Which brings us to our featured February artist, Doyle Lawson & Quicksilver
Feb. 25, Quicksilver returns to The Volcano
Room with Jenni Lyn
opening the 1 p.m. show. Doyle’s been a longtime favorite here at Bluegrass Underground, always putting on a dependably great concert, backed by a variety of great young pickers and singers. Like Del McCoury
or Larry Sparks, at 72, Doyle is too young to be part of the First Generation, but he came along not long after. At 18, The Tennessee native was picking banjo with Jimmy Martin, before going on to play guitar and mandolin with J.D. Crowe, including the legendary lineup that featured Red Allen. He joined the Country Gentlemen in 1971, forming the second great lineup of that band, before leaving in 1979 to lead his own group. He’s also featured on the incredibly influential Bluegrass Album Band CDs and tours. Suggested listening – J.D. Crowe, Bluegrass Holiday
; The Award-Winning Country Gentlemen
; The Bluegrass Album Band Compact Disc
(compilation); and Doyle’s mandolin instrumental collection, Tennessee Dream
But all that was before he formed Doyle Lawson & Quicksilver
, for 38 years and almost 40 albums, one of the great bands in bluegrass
, with all the soul and power of traditional bluegrass propelled by a high energy progressive spin that keeps things fresh and vital. In short, simply great, timeless bluegrass.
But it’s easy to take these kind of artists for granted. Back in the late ’70s and early ’80s, I played bass in Ohio with bluegrass bands led by Katie Laur, one of the first women in bluegrass to run her own group, as well as living legend Red Allen and The Allen Lilly Band featuring Red’s son Harley and banjo master Mike Lilly. So just about every summer weekend, from the mid-’70s to the mid-’80s, I’d be at bluegrass festivals. And just about every week we’d get to see folks like Bill Monroe and Ralph Stanley, Lester Flatt, the Osbornes and other icons. Hard to believe now, but it was easy to take them for granted as well. “Yeah, there’s Ralph doing his early-show festival set, Curly Ray Cline will put down the fiddle and start selling those keychains any second now.” Well, needless to say, I would give anything to hear Ralph play some old-time clawhammer in the middle of his set; or see Keith Whitley singing with J.D. Crowe, or Bill Monroe with Kenny Baker on fiddle. I wish I could still buy one of those Curly Ray Cline keychains.

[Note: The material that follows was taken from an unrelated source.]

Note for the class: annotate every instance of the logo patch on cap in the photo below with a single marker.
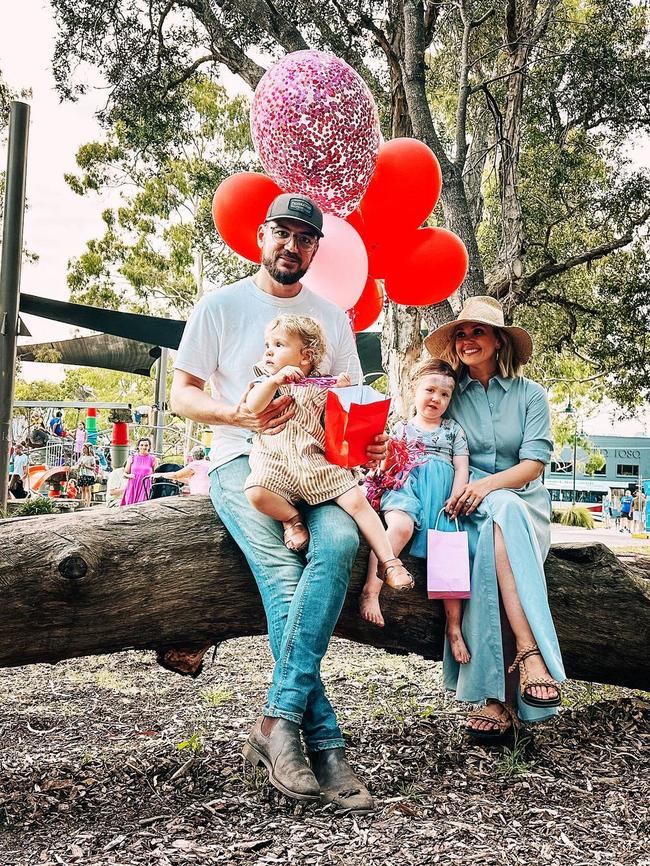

But we still have greats with us today and the time to see them is now. Doyle’s still here, singing and picking as hot as ever and with a fashion sense – from bus to boots – that no one would have guessed at in the polyester ’70s. Don’t miss your chance to see Doyle Lawson & Quicksilver
. Take my word, you’ll be telling your grandkids how you saw him way back in 2017. And in a cave, to boot.
The Golden Age isn’t over, but first, you have to get out from in front of this computer.